The sheriffs of Coconino, Navajo and Apache counties were concerned with this provision, Carlyon said, because they’re trying to steer away from using jails as drunk tanks; they’re more concerned with addressing the public health problems and getting repeat offenders into detox programs with the hope of treating their alcoholism.

“Our problems are different,” said Carlyon. “Our aim is to make sure we get language that gives us both flexibility.”

Carlyon said the bill might see some additional “tweaking” before being passed by the House of Representatives, but he expects the new legislation will provide a starting point for better addressing the complicated issue. Jackson agrees.

“This legislation alone will not solve the health and safety issues associated with public intoxication, but it is an important step in the right direction,” said Jackson. “My hope is that the momentum generated from the passage of SB1082 will lay the foundation for a more comprehensive remedy in the years to come.

“I urge my colleagues in the House to support SB1082,” Jackson concluded.

A second bill drafted by Carlyon for this legislative session, SB1080, also recently made it out of the Senate.

SB1080 would amend the current statutes related to grand juries, allowing county boards of supervisors to choose to empanel grand juries for up to 180 days, or six months, rather than the current maximum of 120 days.

“There is a large cost to the county when we empanel a grand jury,” said Carlyon.

He said the costs to counties of empanelling grand juries could be reduced by one-third if the bill passes.

The biggest impact is, of course, on jurors, Carlyon conceded.

Currently, when a grand jury is empanelled in Navajo County, it meets from 8 a.m. to 5 p.m. every Tuesday, four times a month for four months.

“After the first time, we’d survey the grand jury participants and evaluate their experience,” said Carlyon. “I don’t think we’d get much dissatisfaction from those who serve.”

The bill is being promoted by the County Supervisors Association of Arizona, as other Arizona counties face similar budget pressures that are causing them to look for cost-saving measures wherever they may be found.

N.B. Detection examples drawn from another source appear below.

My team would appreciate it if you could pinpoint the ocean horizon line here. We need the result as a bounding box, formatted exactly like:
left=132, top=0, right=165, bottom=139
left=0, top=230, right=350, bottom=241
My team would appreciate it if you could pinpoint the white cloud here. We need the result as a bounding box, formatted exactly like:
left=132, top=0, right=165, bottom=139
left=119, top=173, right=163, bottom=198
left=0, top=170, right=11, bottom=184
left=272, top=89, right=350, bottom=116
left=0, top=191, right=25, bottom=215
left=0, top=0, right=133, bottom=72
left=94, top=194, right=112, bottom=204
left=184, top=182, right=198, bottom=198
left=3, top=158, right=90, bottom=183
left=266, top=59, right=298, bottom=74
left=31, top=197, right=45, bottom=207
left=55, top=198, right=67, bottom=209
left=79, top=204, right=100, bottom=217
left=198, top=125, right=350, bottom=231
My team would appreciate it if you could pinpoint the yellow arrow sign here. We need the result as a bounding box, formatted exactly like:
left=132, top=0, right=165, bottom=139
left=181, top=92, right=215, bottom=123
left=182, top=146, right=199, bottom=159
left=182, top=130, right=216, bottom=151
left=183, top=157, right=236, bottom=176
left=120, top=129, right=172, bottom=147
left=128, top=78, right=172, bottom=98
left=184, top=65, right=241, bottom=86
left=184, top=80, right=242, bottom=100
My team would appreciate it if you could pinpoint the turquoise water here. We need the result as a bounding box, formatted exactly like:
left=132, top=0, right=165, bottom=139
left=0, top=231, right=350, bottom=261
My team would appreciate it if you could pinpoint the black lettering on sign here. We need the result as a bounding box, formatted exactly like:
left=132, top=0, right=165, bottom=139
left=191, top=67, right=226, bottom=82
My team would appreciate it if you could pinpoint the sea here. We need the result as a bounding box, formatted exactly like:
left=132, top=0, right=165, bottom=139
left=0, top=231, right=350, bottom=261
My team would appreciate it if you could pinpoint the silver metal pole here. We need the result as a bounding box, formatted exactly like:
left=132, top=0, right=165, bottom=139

Grand juries run at the state level are empanelled for 180 days.

Carlyon said he doesn’t foresee any real opposition to the grand jury bill when it goes before the House of Representatives for a vote.

Of the public intoxication bill he said, “Like in the Senate, I expect it will elicit a lot of discussion. I believe, ultimately, it will come out in a form that will benefit us.”

Carlyon expects both bills should make it to the House for a vote within the next couple of weeks.